Turkey had opposed former Danish Prime Minister Anders Fogh Rasmussen’s candidacy for the post of secretary general for NATO, on the grounds that he did not clamp down on terrorist Kurdistan Workers’ Party, or PKK’s, TV channel Roj TV in Denmark.
"Turkey openly expressed its objections and sensitivities at the summit hosted by Germany and France," he said.
"No one should doubt that Turkey will maintain its pro-solution and pro-peace stance in its foreign policies with the same steadfastness. We are determined to tackle the problems posed to us by the past and by the global conditions," he said.

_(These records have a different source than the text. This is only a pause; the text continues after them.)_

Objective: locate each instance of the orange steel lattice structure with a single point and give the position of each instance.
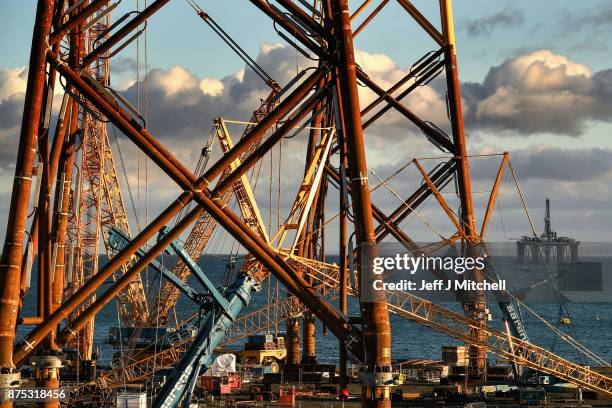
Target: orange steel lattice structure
(328, 95)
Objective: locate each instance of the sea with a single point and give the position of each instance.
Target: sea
(592, 320)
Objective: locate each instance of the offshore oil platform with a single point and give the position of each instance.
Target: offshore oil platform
(69, 206)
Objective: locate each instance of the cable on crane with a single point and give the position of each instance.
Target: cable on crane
(233, 45)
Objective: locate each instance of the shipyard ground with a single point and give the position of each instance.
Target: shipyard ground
(412, 395)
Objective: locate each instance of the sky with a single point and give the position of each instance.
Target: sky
(536, 81)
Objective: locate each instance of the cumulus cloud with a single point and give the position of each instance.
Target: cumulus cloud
(539, 92)
(13, 83)
(532, 93)
(545, 162)
(508, 17)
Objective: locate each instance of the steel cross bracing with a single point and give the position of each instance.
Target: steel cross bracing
(327, 36)
(205, 225)
(404, 304)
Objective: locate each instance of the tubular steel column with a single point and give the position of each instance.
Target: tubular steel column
(375, 315)
(475, 306)
(293, 341)
(10, 263)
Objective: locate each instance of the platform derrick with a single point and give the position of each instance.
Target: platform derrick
(322, 100)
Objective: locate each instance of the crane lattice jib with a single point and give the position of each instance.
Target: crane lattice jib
(100, 207)
(405, 305)
(205, 225)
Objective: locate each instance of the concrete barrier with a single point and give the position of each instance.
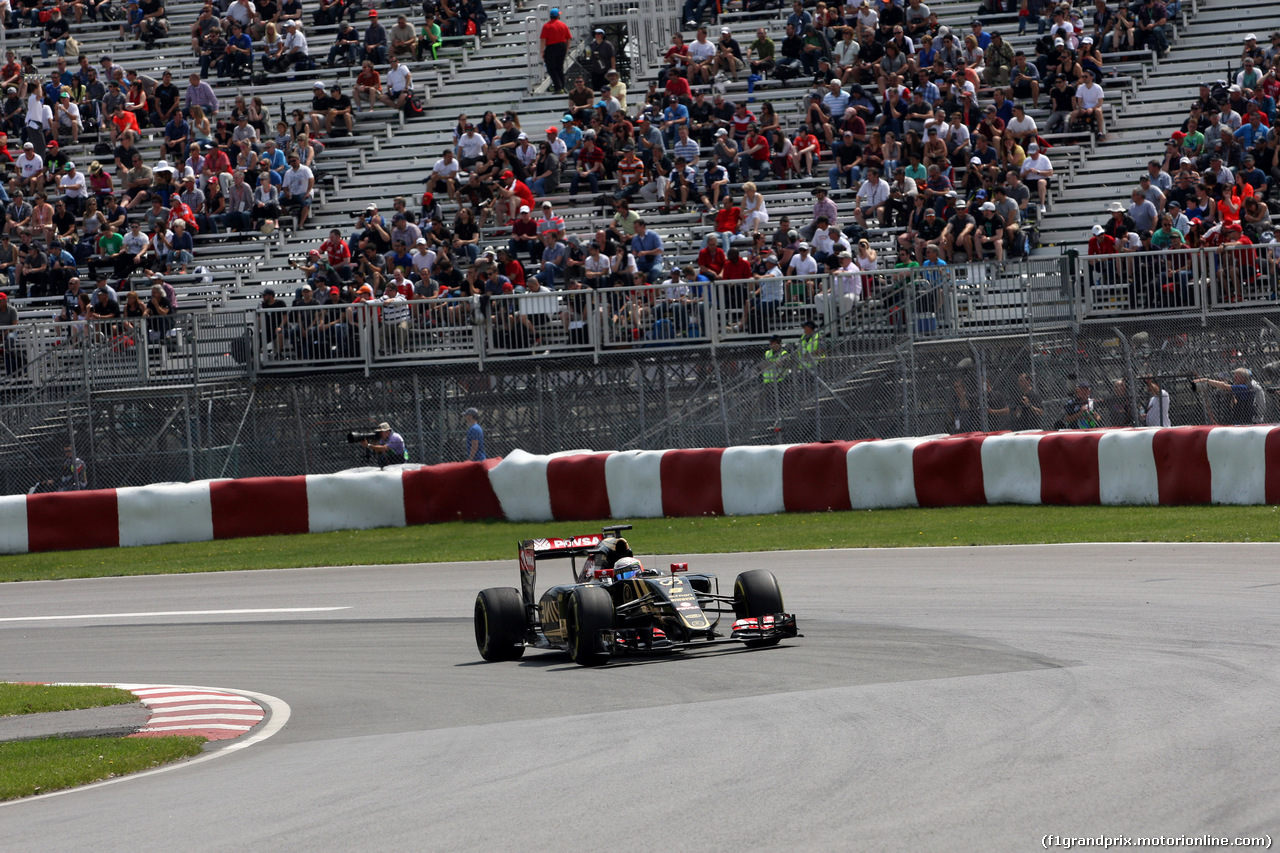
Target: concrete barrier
(1238, 465)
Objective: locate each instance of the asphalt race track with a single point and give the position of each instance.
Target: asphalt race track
(941, 699)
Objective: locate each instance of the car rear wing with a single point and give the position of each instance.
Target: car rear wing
(534, 550)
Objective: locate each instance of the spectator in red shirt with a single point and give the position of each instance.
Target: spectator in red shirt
(338, 254)
(516, 194)
(712, 259)
(728, 219)
(552, 46)
(679, 86)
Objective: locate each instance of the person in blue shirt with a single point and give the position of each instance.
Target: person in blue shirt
(238, 58)
(647, 249)
(475, 436)
(675, 115)
(389, 447)
(571, 135)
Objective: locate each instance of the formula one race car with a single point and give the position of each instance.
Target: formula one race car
(616, 606)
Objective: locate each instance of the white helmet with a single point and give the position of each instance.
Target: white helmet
(627, 568)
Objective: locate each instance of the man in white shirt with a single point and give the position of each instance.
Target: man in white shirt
(297, 187)
(835, 100)
(68, 117)
(702, 55)
(1157, 407)
(1022, 126)
(394, 320)
(295, 46)
(444, 172)
(1088, 103)
(1037, 170)
(470, 147)
(400, 85)
(31, 170)
(827, 243)
(424, 259)
(871, 196)
(846, 286)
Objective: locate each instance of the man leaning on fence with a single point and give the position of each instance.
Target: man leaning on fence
(775, 361)
(389, 447)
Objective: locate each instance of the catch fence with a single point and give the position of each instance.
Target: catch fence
(970, 347)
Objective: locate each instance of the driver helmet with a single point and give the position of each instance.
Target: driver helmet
(611, 550)
(627, 568)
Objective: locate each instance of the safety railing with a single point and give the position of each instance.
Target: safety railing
(908, 302)
(178, 350)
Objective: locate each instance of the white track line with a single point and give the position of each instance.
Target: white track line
(174, 612)
(255, 717)
(190, 697)
(280, 714)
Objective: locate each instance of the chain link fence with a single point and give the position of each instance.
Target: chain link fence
(880, 384)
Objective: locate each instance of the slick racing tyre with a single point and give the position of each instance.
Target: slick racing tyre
(757, 593)
(590, 611)
(501, 624)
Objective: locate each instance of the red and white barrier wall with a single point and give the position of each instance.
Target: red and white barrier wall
(1121, 466)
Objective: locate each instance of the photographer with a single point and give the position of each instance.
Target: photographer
(391, 450)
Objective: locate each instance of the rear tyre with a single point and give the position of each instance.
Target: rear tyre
(590, 611)
(757, 593)
(499, 617)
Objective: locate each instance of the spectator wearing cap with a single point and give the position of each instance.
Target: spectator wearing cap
(1087, 104)
(702, 58)
(524, 236)
(403, 39)
(375, 40)
(997, 62)
(341, 109)
(581, 96)
(200, 94)
(1219, 173)
(552, 48)
(617, 89)
(444, 174)
(297, 188)
(1153, 194)
(824, 214)
(1119, 223)
(675, 115)
(1037, 170)
(368, 87)
(1151, 18)
(1251, 54)
(295, 53)
(728, 54)
(647, 249)
(600, 58)
(958, 233)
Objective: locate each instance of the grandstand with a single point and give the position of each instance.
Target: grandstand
(865, 316)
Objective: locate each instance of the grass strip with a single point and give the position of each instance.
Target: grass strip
(39, 698)
(40, 766)
(465, 541)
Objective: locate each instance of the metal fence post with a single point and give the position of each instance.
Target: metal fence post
(439, 423)
(417, 413)
(191, 447)
(302, 434)
(979, 369)
(720, 395)
(640, 387)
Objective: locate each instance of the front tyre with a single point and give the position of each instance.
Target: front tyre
(499, 619)
(590, 611)
(757, 593)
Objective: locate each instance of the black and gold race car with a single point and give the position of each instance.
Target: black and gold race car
(617, 606)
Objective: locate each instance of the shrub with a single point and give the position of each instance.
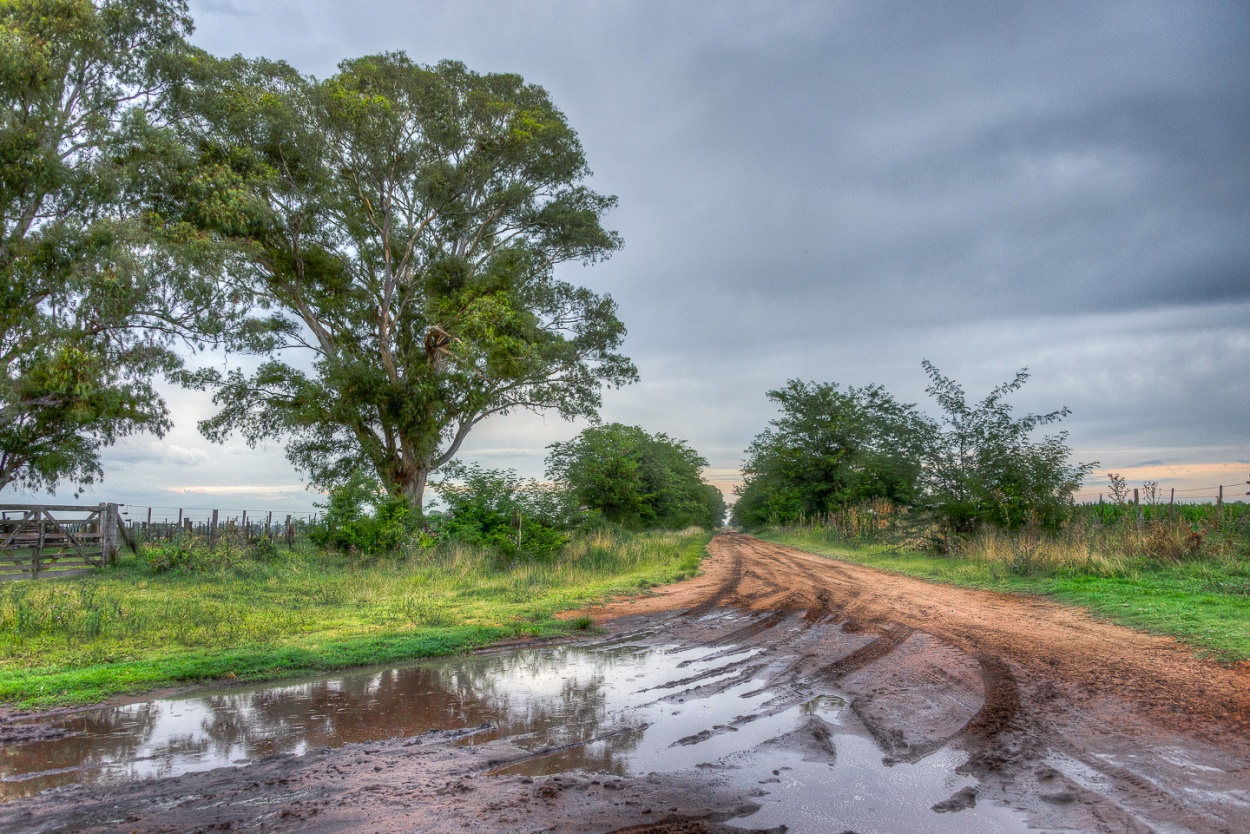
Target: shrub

"We are aware of the fact that Turkey can go nowhere with an inward-looking foreign policy, disinterested to world affairs and regional matters, evading problems, seeking deadlocks but not solutions," Prime Minister Erdoğan said, recalling that the leaders of Afghanistan and Pakistan met in Turkey to sort out militancy problems that were poisoning their relations.
"Turkey will continue to maintain its cool headedness in every international setting," he said.
Prime Minister Recep Tayyip Erdoğan’s foreign policy advisor Ahmed Davutoğlu advocates a foreign policy based on "zero problems with neighbors" in line with what he terms the Ottoman identity of Turkey’s past.